Maj. Katherine Headley of the Iowa National Guard said the remedial investigation requested by Des Moines Water Works has not been scheduled. The U.S. Air Force is planning projects nationally, and will schedule investigations at Des Moines and Sioux City when priorities are set.
“The Iowa National Guard is as concerned about this issue as anyone and is working with our partners, both state and federal, to protect human health and ensure safe drinking water for our communities,” Headley said.
A U.S. Geological Survey check of 25 U.S. drinking water sources found PFAS in every sample of source water and tap water checked. Concentrations ranged from 1 part per trillion to 1,102 parts per trillion. One facility exceeded the federal health advisory.
EPA has a voluntary health advisory limit of 70 parts per trillion. But some government scientists have suggested that a formal limit as low as 0.1 part per trillion should be set. All of the Cedar Rapids samples pulled by CHEEC had PFAS at more than 0.1 part per trillion.

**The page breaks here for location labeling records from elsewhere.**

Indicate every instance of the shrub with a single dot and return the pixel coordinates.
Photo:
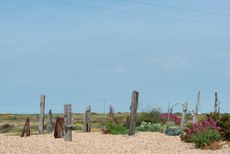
(173, 131)
(115, 129)
(172, 117)
(153, 116)
(198, 127)
(205, 138)
(224, 124)
(153, 127)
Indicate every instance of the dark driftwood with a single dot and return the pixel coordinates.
(26, 130)
(50, 123)
(42, 114)
(185, 109)
(87, 127)
(68, 122)
(133, 113)
(59, 128)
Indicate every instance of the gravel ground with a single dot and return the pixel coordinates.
(97, 143)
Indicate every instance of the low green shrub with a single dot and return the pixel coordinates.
(148, 126)
(173, 131)
(205, 138)
(224, 124)
(115, 129)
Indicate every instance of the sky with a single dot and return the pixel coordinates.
(96, 52)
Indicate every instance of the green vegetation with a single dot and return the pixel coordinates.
(205, 138)
(116, 129)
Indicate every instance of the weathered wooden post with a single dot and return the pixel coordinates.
(26, 129)
(59, 128)
(68, 122)
(42, 114)
(185, 109)
(87, 126)
(217, 103)
(133, 113)
(50, 123)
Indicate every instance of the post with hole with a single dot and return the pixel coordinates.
(42, 114)
(50, 122)
(26, 129)
(68, 122)
(133, 113)
(185, 109)
(87, 126)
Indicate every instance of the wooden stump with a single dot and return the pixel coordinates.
(42, 114)
(133, 113)
(185, 109)
(26, 130)
(68, 122)
(87, 127)
(59, 128)
(50, 124)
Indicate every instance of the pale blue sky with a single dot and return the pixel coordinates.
(84, 52)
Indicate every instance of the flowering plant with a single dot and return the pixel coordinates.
(172, 117)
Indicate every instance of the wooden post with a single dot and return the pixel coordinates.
(87, 127)
(216, 103)
(50, 123)
(26, 130)
(68, 122)
(133, 113)
(42, 114)
(185, 108)
(59, 128)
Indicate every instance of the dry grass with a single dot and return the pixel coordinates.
(95, 142)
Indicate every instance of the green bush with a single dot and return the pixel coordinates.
(150, 127)
(173, 131)
(115, 129)
(205, 138)
(153, 116)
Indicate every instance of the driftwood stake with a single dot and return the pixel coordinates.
(26, 130)
(185, 108)
(68, 122)
(50, 123)
(87, 127)
(42, 114)
(59, 128)
(133, 113)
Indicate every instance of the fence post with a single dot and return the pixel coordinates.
(59, 128)
(50, 123)
(87, 127)
(185, 108)
(68, 122)
(133, 113)
(42, 114)
(26, 129)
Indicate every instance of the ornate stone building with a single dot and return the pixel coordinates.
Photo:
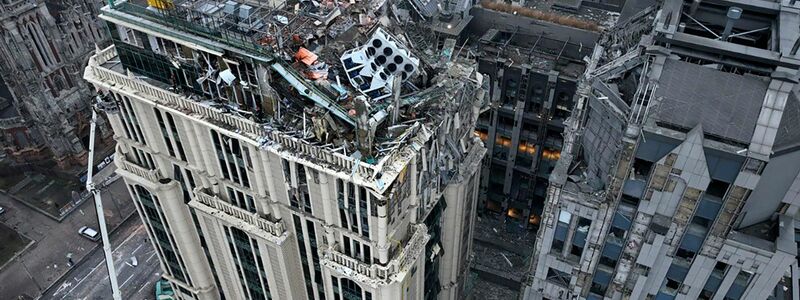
(44, 103)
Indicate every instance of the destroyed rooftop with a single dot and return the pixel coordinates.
(319, 49)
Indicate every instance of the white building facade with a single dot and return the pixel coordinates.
(237, 209)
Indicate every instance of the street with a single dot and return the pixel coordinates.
(89, 280)
(44, 267)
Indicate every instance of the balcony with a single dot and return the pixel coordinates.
(125, 165)
(273, 231)
(375, 274)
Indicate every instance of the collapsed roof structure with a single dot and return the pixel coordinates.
(352, 83)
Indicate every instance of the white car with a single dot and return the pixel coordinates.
(89, 233)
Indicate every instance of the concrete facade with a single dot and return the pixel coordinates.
(678, 175)
(245, 209)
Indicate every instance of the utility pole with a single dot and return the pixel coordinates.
(98, 204)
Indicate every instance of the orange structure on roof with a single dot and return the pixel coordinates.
(306, 56)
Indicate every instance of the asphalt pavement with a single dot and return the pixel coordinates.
(89, 279)
(45, 266)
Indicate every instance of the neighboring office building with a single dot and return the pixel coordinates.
(532, 91)
(255, 182)
(679, 173)
(44, 103)
(533, 57)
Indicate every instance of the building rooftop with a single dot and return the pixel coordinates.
(536, 51)
(358, 87)
(726, 104)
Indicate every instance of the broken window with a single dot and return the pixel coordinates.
(558, 277)
(560, 236)
(714, 281)
(579, 237)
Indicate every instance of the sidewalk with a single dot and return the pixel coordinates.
(43, 263)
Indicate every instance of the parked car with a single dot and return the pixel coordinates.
(164, 290)
(89, 233)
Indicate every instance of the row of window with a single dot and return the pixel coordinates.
(160, 232)
(354, 217)
(249, 264)
(316, 283)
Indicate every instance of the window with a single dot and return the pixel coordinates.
(579, 237)
(301, 246)
(560, 236)
(248, 262)
(558, 277)
(231, 160)
(714, 281)
(739, 285)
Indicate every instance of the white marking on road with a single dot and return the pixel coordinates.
(137, 248)
(126, 281)
(100, 264)
(151, 256)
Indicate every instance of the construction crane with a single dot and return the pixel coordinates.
(98, 201)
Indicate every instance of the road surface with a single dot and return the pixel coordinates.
(45, 261)
(89, 280)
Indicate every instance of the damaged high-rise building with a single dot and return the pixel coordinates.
(679, 173)
(44, 103)
(270, 158)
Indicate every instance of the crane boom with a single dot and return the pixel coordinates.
(98, 204)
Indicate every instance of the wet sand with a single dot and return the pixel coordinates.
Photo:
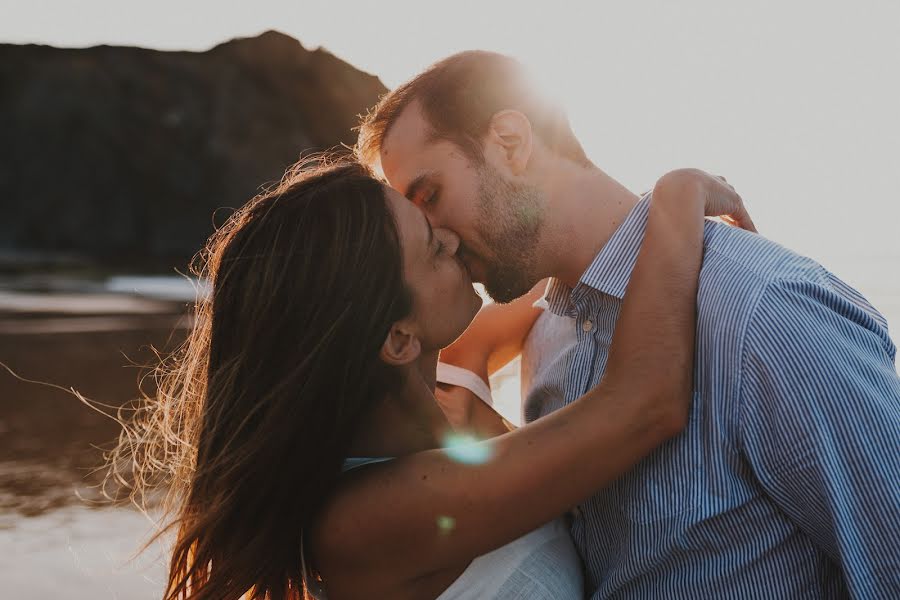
(64, 538)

Water plants could use activated carbon or reverse osmosis to remove the chemicals, but that is expected to be expensive.
Consumer Reports study
A new study by Consumer Reports found 35% of water samples pulled by 120 volunteers around the country exceeded EPA’s health advisory for PFAS. Nearly all samples had some level of the chemicals.
Tests commissioned by the nonprofit Environmental Working Group in 2020 found PFAS in the Quad-Cities water supply well above the EPA health advisory level. The reading of 109.8 parts per trillion, compared with the health target of 70 parts per trillion or below, was the second-highest level in the 31 states where the organization’s consultants found PFAS.